Greg nods. “People can be weird.”
“Especially in this town,” Denis says.
“Guys,” I say. “My tongue is all twisted in my mouth and I can’t see right. I think I’m going to pass out.” I stumble a little. Greg steadies my elbow. “It’s the word. It’s just not right for me to read. It’s just not …”
Marci and Denis and Greg all look like they’re about to call 911. So I stop and say, “Just kidding. Trying to make a point.”
Sometimes cool-nerd funny is not easy to understand. Grandad warned me about that, too.
We look up the other passage that’s crossed out. Page 117.
Marci says, “Wow.” She points to the book.
Denis and I lean in to read. Page 117 has a scene where the older girls are explaining to the main character something about how the little kids have to hide in garbage dumps when the Commandant comes to the concentration camp to visit. One girl is explaining how the older girls don’t have to do this, but how she is assumed older even though she may not look it physically.
She motioned toward her own undeveloped chest.
That’s what’s crossed out in our books. The whole sentence—gone.
“Undeveloped chest,” I say.
Greg the manager says, “That’s just weird.”

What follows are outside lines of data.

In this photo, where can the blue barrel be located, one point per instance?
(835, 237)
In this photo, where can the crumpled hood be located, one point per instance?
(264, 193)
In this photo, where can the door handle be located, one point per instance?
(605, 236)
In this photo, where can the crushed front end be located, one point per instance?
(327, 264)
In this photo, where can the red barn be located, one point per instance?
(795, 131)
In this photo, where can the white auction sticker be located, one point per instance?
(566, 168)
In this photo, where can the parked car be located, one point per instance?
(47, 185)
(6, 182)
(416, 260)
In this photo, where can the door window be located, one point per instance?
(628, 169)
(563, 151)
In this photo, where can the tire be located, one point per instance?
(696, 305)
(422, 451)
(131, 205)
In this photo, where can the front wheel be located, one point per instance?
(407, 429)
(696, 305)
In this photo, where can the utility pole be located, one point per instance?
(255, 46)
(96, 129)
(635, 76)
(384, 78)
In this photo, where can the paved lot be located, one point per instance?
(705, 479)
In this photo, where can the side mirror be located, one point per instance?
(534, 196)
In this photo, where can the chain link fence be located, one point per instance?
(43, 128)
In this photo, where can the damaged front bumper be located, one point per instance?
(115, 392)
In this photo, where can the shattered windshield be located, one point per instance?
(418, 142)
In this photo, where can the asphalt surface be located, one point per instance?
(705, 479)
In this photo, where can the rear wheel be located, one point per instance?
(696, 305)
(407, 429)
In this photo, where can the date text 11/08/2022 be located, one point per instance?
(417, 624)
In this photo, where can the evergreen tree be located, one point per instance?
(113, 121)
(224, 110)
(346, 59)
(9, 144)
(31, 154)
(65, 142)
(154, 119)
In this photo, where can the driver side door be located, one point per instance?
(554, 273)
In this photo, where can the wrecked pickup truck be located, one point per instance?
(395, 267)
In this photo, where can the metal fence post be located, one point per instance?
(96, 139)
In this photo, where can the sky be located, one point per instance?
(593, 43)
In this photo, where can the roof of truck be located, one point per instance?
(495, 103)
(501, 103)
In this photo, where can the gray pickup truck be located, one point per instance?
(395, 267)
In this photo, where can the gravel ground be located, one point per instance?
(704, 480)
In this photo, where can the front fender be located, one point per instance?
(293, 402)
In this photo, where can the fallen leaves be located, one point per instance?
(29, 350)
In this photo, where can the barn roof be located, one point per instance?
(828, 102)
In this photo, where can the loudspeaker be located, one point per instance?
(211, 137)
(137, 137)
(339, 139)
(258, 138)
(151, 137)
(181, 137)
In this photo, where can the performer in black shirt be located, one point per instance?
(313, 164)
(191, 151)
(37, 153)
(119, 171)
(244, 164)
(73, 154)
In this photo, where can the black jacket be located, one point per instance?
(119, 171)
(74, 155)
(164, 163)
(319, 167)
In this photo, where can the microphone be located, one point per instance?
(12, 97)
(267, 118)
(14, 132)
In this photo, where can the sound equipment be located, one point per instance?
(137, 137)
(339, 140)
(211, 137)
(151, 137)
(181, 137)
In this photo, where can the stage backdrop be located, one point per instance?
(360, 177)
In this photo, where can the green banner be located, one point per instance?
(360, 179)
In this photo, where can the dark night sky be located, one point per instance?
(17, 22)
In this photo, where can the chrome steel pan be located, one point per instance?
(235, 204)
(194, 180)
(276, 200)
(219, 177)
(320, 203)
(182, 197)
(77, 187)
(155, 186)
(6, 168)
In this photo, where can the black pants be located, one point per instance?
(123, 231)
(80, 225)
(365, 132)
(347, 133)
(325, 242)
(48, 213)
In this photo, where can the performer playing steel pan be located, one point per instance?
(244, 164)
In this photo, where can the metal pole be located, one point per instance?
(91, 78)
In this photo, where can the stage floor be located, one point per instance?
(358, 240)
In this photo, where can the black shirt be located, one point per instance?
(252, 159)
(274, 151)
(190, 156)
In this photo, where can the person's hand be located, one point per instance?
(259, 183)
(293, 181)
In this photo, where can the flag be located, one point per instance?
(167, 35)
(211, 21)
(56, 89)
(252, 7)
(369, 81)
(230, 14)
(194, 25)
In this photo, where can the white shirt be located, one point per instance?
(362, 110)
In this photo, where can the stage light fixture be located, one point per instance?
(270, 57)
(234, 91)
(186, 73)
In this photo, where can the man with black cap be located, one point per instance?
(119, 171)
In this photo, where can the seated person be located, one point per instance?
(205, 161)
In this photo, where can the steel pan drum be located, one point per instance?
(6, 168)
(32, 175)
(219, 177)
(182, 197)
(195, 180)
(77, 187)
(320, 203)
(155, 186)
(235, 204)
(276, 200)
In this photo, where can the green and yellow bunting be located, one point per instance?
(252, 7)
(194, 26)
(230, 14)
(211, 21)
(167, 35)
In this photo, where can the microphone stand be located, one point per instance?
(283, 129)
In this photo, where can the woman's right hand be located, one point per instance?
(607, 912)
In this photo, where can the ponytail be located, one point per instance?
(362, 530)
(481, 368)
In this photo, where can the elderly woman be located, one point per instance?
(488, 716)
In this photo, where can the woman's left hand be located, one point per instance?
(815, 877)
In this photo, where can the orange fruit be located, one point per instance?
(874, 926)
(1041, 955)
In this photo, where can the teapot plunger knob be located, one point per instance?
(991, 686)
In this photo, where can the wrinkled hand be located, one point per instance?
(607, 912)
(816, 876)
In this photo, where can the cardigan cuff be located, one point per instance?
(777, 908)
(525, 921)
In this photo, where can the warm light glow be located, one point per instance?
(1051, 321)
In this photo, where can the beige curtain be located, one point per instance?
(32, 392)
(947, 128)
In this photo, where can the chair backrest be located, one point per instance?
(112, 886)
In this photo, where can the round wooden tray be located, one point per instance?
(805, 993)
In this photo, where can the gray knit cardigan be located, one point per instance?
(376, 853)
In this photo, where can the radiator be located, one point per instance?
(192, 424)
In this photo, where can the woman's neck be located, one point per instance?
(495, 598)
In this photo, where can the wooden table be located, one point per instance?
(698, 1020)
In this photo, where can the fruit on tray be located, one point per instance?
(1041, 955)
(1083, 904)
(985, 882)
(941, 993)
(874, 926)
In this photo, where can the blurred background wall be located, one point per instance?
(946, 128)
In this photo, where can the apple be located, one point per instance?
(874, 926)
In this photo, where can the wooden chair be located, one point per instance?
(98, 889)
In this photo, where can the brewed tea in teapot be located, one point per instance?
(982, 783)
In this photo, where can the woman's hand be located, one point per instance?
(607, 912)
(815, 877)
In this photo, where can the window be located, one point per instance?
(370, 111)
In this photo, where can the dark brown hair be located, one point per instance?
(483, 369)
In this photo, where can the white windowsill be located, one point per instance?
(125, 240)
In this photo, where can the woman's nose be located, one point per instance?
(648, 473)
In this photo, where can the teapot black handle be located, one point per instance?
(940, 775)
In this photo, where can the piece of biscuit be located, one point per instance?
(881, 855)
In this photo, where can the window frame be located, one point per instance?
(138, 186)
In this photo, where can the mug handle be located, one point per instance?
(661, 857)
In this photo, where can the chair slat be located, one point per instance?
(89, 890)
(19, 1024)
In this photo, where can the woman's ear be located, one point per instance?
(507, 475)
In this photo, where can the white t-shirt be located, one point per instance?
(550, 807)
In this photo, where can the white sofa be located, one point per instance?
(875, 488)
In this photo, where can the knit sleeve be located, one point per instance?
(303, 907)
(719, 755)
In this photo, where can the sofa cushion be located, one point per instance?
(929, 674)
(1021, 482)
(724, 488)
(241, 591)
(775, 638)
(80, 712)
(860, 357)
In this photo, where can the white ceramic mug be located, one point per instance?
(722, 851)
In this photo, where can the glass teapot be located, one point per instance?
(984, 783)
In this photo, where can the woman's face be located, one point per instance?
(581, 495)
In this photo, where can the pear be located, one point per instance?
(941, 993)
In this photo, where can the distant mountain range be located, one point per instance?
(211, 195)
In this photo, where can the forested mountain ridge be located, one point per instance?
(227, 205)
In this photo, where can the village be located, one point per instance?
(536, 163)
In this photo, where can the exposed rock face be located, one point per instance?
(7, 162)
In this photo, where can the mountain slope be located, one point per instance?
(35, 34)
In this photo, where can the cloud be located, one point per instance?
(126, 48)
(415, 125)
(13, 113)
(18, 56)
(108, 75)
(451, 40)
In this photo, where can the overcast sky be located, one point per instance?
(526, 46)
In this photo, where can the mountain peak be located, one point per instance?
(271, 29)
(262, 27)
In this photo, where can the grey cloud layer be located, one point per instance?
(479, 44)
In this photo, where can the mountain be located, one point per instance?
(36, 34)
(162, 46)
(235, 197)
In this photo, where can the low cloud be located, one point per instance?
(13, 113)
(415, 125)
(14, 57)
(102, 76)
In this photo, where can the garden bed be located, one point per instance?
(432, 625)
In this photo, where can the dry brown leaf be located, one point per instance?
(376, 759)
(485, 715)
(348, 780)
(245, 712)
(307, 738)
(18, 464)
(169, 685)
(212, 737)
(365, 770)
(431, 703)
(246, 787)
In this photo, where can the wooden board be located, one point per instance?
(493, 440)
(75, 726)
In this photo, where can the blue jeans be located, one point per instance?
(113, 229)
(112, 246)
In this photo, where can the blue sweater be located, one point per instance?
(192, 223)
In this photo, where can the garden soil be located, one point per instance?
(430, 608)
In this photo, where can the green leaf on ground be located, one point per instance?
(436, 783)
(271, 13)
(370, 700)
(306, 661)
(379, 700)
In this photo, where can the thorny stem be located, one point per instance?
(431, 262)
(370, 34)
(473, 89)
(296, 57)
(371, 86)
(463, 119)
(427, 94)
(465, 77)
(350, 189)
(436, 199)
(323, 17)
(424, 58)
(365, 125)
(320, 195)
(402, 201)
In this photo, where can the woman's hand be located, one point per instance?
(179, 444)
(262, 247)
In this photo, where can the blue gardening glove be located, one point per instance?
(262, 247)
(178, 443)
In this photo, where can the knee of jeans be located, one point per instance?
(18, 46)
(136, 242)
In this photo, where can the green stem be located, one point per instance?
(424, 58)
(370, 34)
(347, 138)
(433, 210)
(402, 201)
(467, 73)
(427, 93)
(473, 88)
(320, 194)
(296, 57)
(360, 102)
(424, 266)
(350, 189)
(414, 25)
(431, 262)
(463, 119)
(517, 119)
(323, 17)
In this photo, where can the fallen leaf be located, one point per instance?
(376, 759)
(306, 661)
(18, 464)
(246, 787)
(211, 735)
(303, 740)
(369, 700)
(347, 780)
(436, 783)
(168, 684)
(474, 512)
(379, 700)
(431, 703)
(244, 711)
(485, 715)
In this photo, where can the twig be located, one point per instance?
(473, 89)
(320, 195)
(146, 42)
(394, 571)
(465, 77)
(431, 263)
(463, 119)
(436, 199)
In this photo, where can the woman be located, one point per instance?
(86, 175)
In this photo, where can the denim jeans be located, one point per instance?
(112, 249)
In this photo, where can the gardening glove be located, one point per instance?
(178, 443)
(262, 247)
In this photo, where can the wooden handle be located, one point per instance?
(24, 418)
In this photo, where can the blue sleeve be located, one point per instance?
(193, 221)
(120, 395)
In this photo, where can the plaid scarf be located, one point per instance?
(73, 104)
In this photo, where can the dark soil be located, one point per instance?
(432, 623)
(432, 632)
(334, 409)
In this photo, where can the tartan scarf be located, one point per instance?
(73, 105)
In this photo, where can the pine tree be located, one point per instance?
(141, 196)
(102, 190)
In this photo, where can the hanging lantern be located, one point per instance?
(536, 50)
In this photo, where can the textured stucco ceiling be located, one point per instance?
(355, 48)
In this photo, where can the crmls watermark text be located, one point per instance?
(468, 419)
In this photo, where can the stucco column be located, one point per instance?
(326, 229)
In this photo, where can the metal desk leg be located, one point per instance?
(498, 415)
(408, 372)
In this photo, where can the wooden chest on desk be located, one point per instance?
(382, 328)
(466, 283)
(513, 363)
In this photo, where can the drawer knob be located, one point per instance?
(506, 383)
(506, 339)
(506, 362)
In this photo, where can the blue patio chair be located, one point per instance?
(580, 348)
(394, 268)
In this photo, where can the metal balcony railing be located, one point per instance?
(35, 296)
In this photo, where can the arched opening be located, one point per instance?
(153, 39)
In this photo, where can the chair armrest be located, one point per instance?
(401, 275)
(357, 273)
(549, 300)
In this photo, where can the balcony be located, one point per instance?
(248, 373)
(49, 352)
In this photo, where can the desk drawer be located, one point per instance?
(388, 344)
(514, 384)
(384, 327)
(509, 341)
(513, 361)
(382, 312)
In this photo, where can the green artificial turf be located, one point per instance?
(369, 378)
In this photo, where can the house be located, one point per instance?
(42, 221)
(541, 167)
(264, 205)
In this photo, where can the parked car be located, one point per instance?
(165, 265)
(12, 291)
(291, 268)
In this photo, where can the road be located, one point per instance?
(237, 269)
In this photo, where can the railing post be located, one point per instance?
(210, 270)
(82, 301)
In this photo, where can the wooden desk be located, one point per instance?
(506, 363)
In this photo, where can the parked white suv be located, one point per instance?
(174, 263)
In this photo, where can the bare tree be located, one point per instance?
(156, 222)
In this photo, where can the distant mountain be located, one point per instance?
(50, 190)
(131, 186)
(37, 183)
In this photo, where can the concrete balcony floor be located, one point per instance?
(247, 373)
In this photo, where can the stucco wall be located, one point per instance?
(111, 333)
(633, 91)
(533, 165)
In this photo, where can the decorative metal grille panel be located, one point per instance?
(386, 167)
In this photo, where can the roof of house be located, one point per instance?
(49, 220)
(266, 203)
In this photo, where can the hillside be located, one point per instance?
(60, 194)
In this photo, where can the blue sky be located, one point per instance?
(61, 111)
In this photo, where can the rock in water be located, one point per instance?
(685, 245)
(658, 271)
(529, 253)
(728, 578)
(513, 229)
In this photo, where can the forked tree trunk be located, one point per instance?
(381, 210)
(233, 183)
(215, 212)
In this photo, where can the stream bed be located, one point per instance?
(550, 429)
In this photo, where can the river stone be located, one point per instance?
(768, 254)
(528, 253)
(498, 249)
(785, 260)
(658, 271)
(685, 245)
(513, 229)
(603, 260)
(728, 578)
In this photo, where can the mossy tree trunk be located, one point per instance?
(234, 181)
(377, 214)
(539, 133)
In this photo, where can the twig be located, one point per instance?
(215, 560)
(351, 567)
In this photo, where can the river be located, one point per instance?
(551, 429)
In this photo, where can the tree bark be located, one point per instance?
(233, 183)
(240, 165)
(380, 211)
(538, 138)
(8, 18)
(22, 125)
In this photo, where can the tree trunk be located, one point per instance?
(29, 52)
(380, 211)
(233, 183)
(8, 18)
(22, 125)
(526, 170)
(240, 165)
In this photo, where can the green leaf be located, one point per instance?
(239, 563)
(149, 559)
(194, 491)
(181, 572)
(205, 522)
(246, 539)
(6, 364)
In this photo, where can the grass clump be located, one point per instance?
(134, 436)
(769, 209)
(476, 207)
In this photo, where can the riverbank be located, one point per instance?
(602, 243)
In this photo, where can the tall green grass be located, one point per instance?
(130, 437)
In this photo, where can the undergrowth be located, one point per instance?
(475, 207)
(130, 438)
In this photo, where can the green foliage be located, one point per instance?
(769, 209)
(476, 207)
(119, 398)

Denis says, “Whoever censored this book has something against basic human anatomy.”
Marci says, “Whoever censored this book has something wrong with their brain.”
I say, “We have to find out who did this.”
“It’s like they think we’re stupid,” Denis says.
“They do think we’re stupid,” Marci says.
Greg nods, but then has to go wait on a customer.
By this time, more weekend shoppers have come in. Mostly tourists. As they look at me and see a sixth-grade kid, I wonder what words they would cross out to protect me.
“How do we find out who did this?” Marci asks.
“I don’t know,” I reply. “But we should start with Ms. Sett.”
Denis says, “I wonder why she’d do this to books, though. She loves books.”
It’s true. Ms. Sett can’t stop talking about how much she loves books, and her classroom library is the biggest I’ve ever seen.
“I told you she isn’t what she seems like in school,” Marci says.
The question is: If that’s true, what can we do about it?